Thomas and Andi Bonura had three biological children of their own, but 11 years ago were told they wouldn’t be able to have any more. They struggled for years to conceive the children they did have, with all three born prematurely. Their first successful pregnancy was with twins, Eli and Joey, born at 25 weeks. Joey survived, but Eli did not, and Joey still struggles with health problems. He has cerebral palsy, is visually impaired, and communicates through sign language. “He’s very smart…whenever people start to pity him, I tell them, ‘Don’t.’ He’s the happiest kid in this house,” Andi Bonura told Good Morning America. She later had daughters Sadie and Daphne, and she had one miscarriage. In 2017, the couple became foster parents.
They were immediately paired with the first of their eventual adopted children. The five siblings were all separated, and Bryson, who is now two years old, was the couple’s first foster child, straight out of the hospital. Soon, they added two of Bryson’s siblings: David and Gabrielle. Then, their older twin brothers Thomas and Carter began to visit their other siblings — but visits weren’t enough. “They were sweet and would say, ‘Can we come live with you?'” Bonura recalled.
The Bonura family happily welcomed Thomas and Carter, but soon, the opportunity arrived to make it official. “One day we got a call saying, ‘[The parents] are terminating rights. Do you want them?'” Bonura explained. “We said yes.”
In May, by way of a Zoom call due to the COVID-19 pandemic, the Bonuras adopted all five children. Neighbors celebrated with a car parade. “These are their brothers and sisters and there’s no argument. The kids have been through a lot but they’re the sweetest. They’re amazing — and resilient,” Bonura explained. “They’re fun to be around and they’re the greatest kids. God’s hand was in it. Our family is complete.”
Foster care is one of the most misunderstood systems in the country, and it carries a lot of stigmas.
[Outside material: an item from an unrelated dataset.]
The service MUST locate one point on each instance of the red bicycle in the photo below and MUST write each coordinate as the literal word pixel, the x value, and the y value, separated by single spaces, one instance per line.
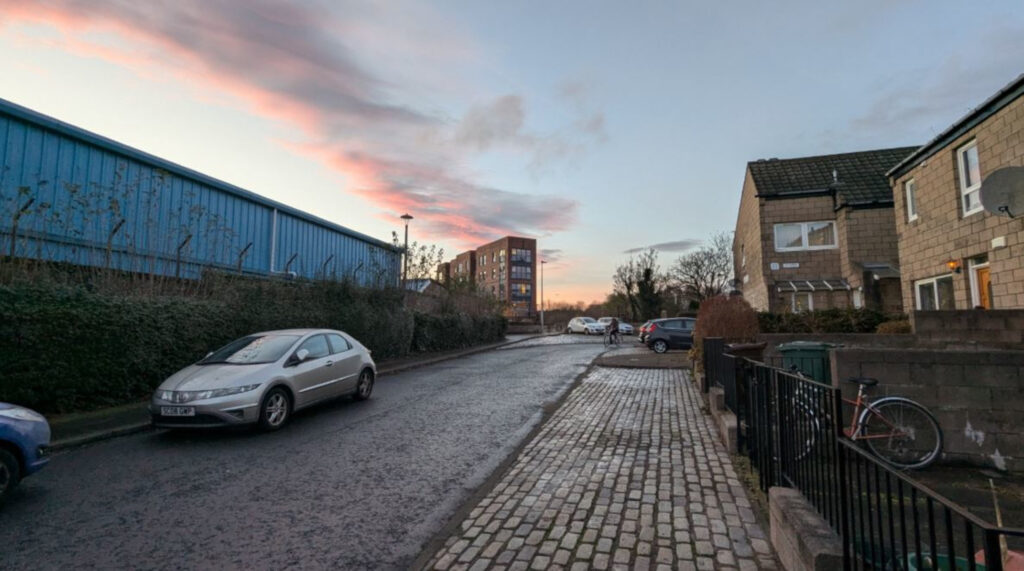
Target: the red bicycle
pixel 895 429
The goal of foster care is reunification with biological parents whenever possible. And while some foster children have disabilities or have suffered trauma, that does not mean they are “broken” or damaged beyond repair. What is needed is for more people to step up, and give these children a real chance at a loving home that can provide stability and healing.
For Bonura, the experience has been extremely rewarding, and she encourages others to follow their lead. “We had been working so hard for years to get them all together, to bond as a family and it just feels so amazing to all of us, knowing we are a family, finally,” she told 6News Richmond, adding of foster care, “It will be the single most important and meaningful thing in your life. The struggles to get to the place, your goal, is worth every tear. Because every struggle opens and teaches your heart how to help heal their precious innocent hearts. Watching these tiny people grow and heal brings hope that the future will bring much goodness to our broken world.”